Je lui tends le sac qui contient habituellement du henné, du savon, du parfum, des gâteaux et d’autres petites choses ; parfois j’y ajoute une robe. Je lui mets dans la main une modeste somme d’argent. Elle prie pour moi de toute sa profondeur ; j’ai eu toujours la certitude que ses prières m’évitaient une multitude de malheurs. Je la quitte habituellement après le déjeuner. Elle me raccompagne jusqu’à la porte de la petite cour en m’entourant de caresses, et comme toujours elle me lance:« Je t’attendrai l’année prochaine si Dieu le veut.» ; et je réponds : « Si Dieu le veut ».
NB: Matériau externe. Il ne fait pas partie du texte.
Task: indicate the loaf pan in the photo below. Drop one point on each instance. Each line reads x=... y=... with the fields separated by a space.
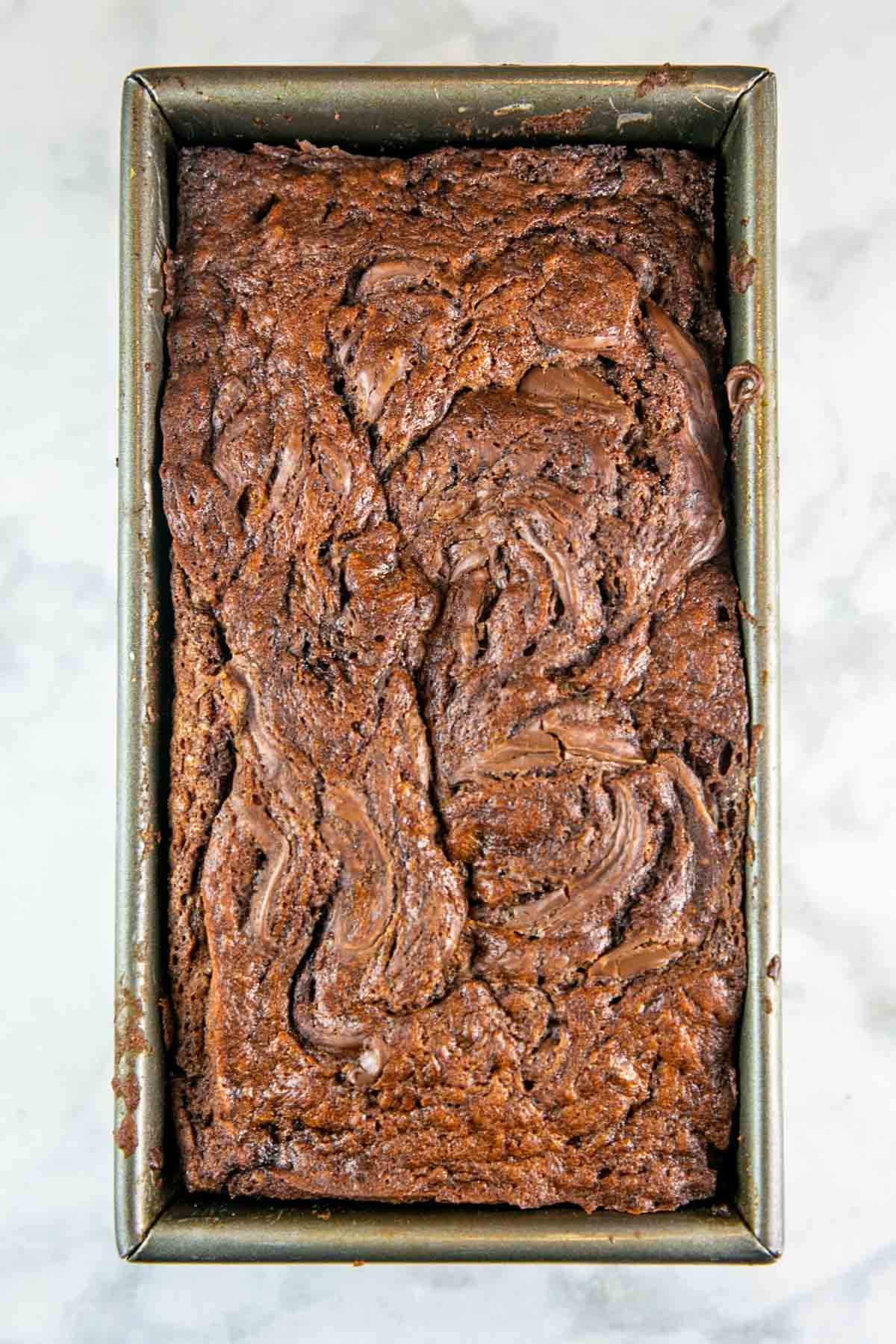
x=726 y=111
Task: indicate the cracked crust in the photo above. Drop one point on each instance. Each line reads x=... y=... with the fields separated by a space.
x=458 y=754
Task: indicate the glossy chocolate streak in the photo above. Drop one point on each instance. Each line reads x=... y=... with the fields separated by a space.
x=458 y=752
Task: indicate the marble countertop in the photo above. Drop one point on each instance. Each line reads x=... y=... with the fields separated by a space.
x=60 y=1277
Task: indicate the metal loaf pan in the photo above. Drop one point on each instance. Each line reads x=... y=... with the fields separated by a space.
x=726 y=111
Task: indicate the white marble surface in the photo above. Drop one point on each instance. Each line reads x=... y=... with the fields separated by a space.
x=60 y=1277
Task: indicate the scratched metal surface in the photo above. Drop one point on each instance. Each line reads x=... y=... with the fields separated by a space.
x=405 y=109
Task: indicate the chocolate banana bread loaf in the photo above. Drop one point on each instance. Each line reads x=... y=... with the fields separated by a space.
x=458 y=771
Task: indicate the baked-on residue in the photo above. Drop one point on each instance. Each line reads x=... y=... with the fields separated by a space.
x=460 y=717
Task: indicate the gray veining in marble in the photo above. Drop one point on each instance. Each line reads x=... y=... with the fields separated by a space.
x=60 y=1276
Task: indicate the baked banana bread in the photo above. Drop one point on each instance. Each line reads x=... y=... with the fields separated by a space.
x=458 y=765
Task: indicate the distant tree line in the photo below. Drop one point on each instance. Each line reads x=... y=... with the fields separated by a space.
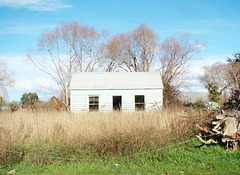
x=223 y=78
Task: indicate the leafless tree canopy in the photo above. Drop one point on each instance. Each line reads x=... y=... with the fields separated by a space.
x=224 y=75
x=175 y=54
x=6 y=79
x=70 y=47
x=133 y=51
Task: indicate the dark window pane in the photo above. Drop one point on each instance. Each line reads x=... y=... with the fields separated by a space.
x=93 y=103
x=139 y=103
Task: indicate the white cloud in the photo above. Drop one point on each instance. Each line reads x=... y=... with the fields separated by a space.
x=38 y=5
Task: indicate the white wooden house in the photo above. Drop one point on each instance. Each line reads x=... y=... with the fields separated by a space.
x=109 y=91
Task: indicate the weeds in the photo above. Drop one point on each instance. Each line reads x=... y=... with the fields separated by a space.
x=92 y=135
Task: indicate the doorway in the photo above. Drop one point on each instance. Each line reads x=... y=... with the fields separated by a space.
x=117 y=103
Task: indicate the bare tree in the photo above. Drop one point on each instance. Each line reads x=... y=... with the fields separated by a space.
x=133 y=51
x=175 y=55
x=68 y=48
x=6 y=79
x=224 y=75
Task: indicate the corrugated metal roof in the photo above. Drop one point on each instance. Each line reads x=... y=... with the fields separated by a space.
x=116 y=80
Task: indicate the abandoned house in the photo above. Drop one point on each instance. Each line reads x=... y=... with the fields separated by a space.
x=120 y=91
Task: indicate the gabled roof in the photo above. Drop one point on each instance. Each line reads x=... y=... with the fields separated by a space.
x=116 y=80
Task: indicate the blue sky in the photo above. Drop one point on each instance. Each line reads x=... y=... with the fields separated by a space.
x=216 y=23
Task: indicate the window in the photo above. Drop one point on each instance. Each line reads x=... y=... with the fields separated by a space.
x=93 y=103
x=117 y=103
x=139 y=103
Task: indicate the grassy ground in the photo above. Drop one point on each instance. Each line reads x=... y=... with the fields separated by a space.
x=188 y=158
x=39 y=141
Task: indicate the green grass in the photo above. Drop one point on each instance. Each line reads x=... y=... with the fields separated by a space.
x=189 y=158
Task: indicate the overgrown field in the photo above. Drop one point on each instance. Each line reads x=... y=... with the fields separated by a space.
x=59 y=139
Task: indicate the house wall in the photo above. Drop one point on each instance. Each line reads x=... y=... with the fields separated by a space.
x=80 y=99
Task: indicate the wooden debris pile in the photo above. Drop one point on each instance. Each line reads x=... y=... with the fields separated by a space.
x=224 y=129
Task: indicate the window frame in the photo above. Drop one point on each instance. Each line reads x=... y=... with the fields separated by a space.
x=140 y=103
x=93 y=103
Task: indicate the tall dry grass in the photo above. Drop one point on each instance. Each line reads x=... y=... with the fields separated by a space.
x=94 y=134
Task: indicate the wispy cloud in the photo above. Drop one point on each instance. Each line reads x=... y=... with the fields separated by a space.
x=35 y=5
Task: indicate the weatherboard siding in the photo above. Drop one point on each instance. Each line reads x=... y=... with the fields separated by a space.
x=80 y=99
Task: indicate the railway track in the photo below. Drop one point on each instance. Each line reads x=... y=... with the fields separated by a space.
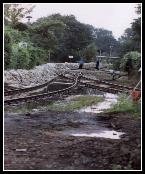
x=77 y=78
x=97 y=84
x=48 y=95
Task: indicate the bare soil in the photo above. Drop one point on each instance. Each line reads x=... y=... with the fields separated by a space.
x=35 y=141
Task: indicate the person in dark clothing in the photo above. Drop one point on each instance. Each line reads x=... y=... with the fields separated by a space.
x=81 y=64
x=97 y=64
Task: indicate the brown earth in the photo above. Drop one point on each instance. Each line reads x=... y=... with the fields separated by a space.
x=36 y=141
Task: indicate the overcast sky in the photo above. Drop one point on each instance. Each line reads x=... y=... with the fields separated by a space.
x=112 y=16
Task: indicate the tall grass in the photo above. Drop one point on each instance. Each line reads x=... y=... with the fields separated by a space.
x=126 y=105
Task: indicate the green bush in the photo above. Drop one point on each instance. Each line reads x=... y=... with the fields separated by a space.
x=126 y=105
x=131 y=61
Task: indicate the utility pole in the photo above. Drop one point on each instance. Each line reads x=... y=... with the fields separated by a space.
x=100 y=52
x=110 y=50
x=49 y=56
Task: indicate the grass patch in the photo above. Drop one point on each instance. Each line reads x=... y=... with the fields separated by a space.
x=76 y=103
x=27 y=107
x=126 y=105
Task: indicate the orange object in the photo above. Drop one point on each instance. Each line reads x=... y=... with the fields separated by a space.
x=135 y=95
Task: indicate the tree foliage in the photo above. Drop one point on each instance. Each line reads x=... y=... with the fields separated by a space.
x=15 y=12
x=131 y=61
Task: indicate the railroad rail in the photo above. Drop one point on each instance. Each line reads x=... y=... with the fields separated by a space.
x=97 y=84
x=78 y=79
x=44 y=95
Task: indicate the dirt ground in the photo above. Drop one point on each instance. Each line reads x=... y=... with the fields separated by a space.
x=39 y=141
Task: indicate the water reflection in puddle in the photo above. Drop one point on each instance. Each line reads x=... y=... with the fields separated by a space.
x=110 y=99
x=103 y=134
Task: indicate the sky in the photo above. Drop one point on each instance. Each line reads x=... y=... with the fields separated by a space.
x=115 y=17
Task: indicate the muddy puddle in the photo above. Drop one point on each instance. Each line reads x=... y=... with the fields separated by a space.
x=109 y=101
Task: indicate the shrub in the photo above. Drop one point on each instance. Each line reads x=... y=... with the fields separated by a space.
x=131 y=61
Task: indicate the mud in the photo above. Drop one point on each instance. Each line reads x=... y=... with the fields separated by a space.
x=42 y=141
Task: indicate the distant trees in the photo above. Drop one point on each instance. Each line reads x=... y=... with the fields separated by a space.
x=15 y=12
x=131 y=39
x=131 y=62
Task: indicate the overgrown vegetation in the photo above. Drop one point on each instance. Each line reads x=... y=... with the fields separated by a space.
x=126 y=105
x=76 y=103
x=73 y=104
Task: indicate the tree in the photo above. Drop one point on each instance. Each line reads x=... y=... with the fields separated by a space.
x=15 y=12
x=104 y=39
x=131 y=39
x=131 y=61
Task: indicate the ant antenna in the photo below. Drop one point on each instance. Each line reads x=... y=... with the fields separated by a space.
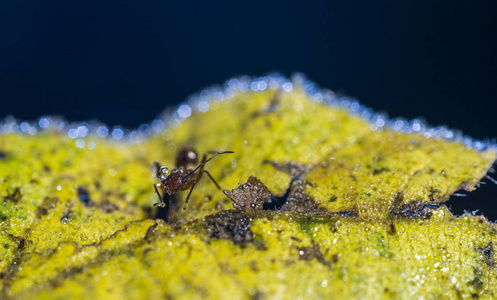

Dix-neuf ans, dix-neuf fois, la même scène se répète. Quel sens aurait la fête pour moi sans cette visite. Je dois beaucoup à cette femme : mon instruction, mon éducation, ma situation actuelle, et surtout cette tendresse dont elle me nourrissait. A l’époque où j’ai réussi à passer avec succès mon examen de sixième il n’y avait pas de collège d’enseignement secondaire dans notre douar, je ne pouvais donc pas poursuivre mes études. Il n’y avait pas de transport régulier pour rejoindre facilement le village ni d’internat au niveau du collège. Mon grand père qui faisait tout pour me voir réussir me plaça en pension chez cette femme avec qui il avait grandi et connaissait certainement ses valeurs. J’ai passé quatre années chez elle sans me sentir véritablement étranger à sa famille que je n’avais jamais connue auparavant. Une famille pauvre, très pauvre même; le mari se levait tôt le matin pour aller à la boulangerie apporter gratuitement le gros pain qu’un grand bienfaiteur offrait quotidiennement à chaque pauvre du village. Cette pauvreté ne laissait aucune trace sur le visage de Kheira et ne paraissait nullement l’inquiéter; la chaleur du foyer cicatrisait vite les plaies et chassait les traits de la misère.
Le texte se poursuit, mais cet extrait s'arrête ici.